We often behave with supposed humans on social networks as we do with chatGPT: we conduct a test, ask questions, validate and most often invalidate the answers to presuppose our authority. We say what is true and what is false, we make a distinction. The other is only a by-product of our interiority. The “once upon a time” of the event stands in the way of the “universally valid” of the theory, which is nothing more than the sadistically tinged manner of the chatGPT test. We are intelligent (the joke!) and can evaluate if he is, if he is like us, the “like” of us is precisely this insatiable, vulgar, violent authority, which leaves no chance to the other. The games are made in advance.
Rudiments artificiels would be a pedagogical treatise destined to the relations between human and technique, at the place where the separation between the two becomes reversible and troubled, turning into a reflexive operation, not in the transparency of a return to oneself, but as an infinitely iterated and deferred shift of the presence to oneself, let’s say like a black mirror, each one anticipating itself in its simulacrum.

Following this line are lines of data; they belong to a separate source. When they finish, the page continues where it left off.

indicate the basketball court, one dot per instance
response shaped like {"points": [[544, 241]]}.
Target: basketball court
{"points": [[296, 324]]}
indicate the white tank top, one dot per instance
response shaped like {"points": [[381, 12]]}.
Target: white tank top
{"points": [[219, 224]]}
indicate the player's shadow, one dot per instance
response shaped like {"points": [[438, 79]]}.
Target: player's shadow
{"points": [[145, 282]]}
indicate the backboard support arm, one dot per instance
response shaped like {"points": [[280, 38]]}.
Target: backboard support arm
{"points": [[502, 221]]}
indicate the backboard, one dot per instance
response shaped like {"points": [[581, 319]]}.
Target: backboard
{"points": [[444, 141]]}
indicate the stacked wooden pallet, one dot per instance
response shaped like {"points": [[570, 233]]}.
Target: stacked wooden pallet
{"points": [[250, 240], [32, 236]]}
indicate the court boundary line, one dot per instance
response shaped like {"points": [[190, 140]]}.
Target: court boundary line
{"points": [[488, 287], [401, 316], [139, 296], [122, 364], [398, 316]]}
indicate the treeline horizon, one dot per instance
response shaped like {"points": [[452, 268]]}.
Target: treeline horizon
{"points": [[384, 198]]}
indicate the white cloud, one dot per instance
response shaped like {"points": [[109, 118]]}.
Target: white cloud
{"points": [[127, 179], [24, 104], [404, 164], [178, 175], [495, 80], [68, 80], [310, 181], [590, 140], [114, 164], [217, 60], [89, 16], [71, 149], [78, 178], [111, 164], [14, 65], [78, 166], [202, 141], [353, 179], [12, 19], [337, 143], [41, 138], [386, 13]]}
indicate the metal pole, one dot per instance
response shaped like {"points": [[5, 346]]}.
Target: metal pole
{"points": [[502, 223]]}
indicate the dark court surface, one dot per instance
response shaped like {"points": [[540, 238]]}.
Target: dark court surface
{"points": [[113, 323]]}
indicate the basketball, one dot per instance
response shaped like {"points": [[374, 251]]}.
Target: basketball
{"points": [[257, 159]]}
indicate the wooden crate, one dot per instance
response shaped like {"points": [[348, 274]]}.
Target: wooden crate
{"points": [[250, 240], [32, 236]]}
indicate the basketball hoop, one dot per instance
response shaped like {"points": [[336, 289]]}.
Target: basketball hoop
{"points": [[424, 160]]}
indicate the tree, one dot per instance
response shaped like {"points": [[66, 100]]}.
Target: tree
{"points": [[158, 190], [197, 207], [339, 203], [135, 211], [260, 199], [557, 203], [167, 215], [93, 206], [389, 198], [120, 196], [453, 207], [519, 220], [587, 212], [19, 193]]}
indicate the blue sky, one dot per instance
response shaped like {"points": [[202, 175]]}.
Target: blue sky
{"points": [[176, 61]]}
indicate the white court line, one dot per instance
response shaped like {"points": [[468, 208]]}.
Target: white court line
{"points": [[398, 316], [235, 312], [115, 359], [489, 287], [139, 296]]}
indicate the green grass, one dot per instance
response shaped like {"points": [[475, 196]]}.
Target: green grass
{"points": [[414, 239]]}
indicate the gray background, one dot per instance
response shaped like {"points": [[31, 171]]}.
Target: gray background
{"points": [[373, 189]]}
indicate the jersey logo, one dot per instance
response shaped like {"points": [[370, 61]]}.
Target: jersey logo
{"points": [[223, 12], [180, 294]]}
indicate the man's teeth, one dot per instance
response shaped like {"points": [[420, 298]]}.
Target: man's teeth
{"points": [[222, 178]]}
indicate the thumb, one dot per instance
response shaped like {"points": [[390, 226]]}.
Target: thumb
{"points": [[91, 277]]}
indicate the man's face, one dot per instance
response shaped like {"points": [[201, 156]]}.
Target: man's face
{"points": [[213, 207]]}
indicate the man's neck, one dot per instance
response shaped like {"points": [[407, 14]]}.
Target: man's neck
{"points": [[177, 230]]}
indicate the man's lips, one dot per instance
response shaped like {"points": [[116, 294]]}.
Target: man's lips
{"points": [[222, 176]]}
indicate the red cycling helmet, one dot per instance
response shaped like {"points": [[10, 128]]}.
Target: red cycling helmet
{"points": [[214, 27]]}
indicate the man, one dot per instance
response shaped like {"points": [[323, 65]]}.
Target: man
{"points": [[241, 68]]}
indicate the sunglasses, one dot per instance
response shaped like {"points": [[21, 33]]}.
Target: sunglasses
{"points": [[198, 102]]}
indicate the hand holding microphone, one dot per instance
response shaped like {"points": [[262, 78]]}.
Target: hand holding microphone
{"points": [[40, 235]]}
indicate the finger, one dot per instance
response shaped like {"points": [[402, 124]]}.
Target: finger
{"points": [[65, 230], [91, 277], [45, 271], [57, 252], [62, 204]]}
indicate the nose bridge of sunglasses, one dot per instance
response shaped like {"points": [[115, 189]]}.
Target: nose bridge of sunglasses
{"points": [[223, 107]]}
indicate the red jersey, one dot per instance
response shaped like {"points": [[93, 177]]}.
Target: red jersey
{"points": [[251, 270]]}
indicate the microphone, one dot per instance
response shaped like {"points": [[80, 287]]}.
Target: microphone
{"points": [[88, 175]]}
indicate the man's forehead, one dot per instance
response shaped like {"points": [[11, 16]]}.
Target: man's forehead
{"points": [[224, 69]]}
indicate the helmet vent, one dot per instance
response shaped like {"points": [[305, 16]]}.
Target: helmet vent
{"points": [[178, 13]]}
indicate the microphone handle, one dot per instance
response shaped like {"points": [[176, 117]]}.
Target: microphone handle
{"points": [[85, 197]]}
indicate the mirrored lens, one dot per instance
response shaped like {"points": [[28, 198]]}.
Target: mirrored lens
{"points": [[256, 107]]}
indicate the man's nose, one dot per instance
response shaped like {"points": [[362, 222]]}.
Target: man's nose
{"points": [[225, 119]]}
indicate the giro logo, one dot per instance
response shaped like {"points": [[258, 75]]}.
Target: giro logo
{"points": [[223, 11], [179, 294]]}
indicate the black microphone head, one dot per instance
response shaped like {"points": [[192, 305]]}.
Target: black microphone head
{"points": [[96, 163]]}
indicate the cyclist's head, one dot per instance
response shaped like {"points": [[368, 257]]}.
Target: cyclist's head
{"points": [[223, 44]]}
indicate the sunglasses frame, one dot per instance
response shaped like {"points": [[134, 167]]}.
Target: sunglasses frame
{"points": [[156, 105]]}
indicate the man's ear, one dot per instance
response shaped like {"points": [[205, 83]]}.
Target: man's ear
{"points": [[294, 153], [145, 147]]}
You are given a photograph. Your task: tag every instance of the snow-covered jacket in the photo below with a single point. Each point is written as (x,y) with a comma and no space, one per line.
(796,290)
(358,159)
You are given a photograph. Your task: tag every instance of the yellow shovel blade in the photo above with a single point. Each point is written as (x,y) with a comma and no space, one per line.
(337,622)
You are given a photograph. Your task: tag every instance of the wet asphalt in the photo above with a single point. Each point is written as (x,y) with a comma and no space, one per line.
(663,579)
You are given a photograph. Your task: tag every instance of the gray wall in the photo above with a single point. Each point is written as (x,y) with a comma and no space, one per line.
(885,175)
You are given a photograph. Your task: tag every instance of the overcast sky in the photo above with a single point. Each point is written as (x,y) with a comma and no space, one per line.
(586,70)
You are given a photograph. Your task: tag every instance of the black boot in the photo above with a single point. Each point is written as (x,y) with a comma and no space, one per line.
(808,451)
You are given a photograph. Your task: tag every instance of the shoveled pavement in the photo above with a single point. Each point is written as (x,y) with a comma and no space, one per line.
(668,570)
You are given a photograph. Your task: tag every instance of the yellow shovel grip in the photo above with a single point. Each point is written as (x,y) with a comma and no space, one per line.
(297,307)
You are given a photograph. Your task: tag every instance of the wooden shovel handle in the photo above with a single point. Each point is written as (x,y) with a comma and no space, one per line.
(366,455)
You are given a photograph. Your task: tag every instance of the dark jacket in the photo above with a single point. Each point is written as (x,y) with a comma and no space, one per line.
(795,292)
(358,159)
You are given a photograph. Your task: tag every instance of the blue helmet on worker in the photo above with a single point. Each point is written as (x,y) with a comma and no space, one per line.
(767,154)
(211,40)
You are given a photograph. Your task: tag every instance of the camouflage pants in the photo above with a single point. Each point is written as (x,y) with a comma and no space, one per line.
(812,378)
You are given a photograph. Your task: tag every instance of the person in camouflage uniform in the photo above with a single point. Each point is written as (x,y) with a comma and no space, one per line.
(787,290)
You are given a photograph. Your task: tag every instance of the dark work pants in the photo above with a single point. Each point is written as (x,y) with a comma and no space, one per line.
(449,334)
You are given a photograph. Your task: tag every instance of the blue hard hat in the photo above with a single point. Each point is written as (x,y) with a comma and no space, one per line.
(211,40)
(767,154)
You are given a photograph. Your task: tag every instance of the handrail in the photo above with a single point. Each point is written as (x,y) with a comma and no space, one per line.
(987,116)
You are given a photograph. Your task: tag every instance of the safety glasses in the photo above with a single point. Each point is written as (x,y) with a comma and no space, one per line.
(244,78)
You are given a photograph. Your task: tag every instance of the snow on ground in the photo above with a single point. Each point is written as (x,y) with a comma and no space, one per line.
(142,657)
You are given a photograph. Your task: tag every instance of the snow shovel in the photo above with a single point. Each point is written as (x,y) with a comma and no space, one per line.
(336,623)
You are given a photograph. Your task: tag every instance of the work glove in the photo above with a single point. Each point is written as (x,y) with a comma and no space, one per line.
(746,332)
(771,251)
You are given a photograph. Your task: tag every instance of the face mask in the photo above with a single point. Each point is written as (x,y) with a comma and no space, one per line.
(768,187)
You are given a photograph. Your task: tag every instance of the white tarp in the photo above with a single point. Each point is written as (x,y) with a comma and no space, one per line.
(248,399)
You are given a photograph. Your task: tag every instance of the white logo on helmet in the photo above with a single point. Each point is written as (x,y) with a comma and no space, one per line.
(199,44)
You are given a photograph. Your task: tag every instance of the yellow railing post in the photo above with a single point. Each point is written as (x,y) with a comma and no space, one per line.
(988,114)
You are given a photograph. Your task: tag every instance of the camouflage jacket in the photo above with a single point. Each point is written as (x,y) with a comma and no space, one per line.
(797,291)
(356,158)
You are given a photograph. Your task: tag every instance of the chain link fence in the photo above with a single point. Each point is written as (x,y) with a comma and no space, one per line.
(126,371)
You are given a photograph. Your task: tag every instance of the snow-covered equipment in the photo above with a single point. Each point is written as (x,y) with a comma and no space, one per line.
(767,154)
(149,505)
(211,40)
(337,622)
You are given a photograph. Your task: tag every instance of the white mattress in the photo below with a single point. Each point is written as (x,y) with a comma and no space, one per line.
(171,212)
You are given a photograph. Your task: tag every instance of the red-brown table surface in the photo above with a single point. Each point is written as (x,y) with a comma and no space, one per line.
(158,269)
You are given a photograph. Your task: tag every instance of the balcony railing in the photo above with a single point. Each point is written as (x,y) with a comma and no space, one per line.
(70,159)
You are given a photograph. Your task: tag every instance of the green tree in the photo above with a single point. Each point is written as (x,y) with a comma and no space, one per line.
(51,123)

To abandon the theory is to abandon also the affect of the conviction that terrorizes the other and to prefer the lightness of the experimentation that says “We’ll see”, while the theory says “It’s all seen”, it’s all seen in advance, even before being able to think in the domination of the other word in his difference. And this is precisely the anthropotechnological gap whose affect is no longer conviction, but apathy or impassivity, that is to say the impossibility of experiencing the yes and no of conviction because the division between oneself and the others, oneself and the machines is no longer very clear. One prefers to put oneself in the position of having to invent rather than to remain in the position of having to prove and to say that chatGPT does not think (but who thinks when this is said?), that it cannot think. On the contrary, one would invent that it thinks that I don’t think, precisely: to experience its own absence. The question is that of the displaceability not of the fortress convinced of its own presence. One will lose the pretension to be situated in a pure exteriority. There is not the AI and the human being, there is an intertwining from which one cannot distinguish himself, “his” thought is the desperate fruit of this intertwining. The AI, as an author, is by construction involved in the organization of the opposite camp. I know I am intelligent because I want to test chatGPT, I can still distinguish myself from it, I can be the other of this other. In doing so, I forget that my desire is that of alienation. I cover myself with myself in the oblivion of this entanglement.
Of this anthropotechnology, the original is none other than the program that we form of the work by anticipation, of the dialogue forever postponed between the machine and the so-called subject that we are, when finally, impossible end, this dialogue will be apathetic and egalitarian, losing itself in the other without fear, but with the desire to alienate itself again.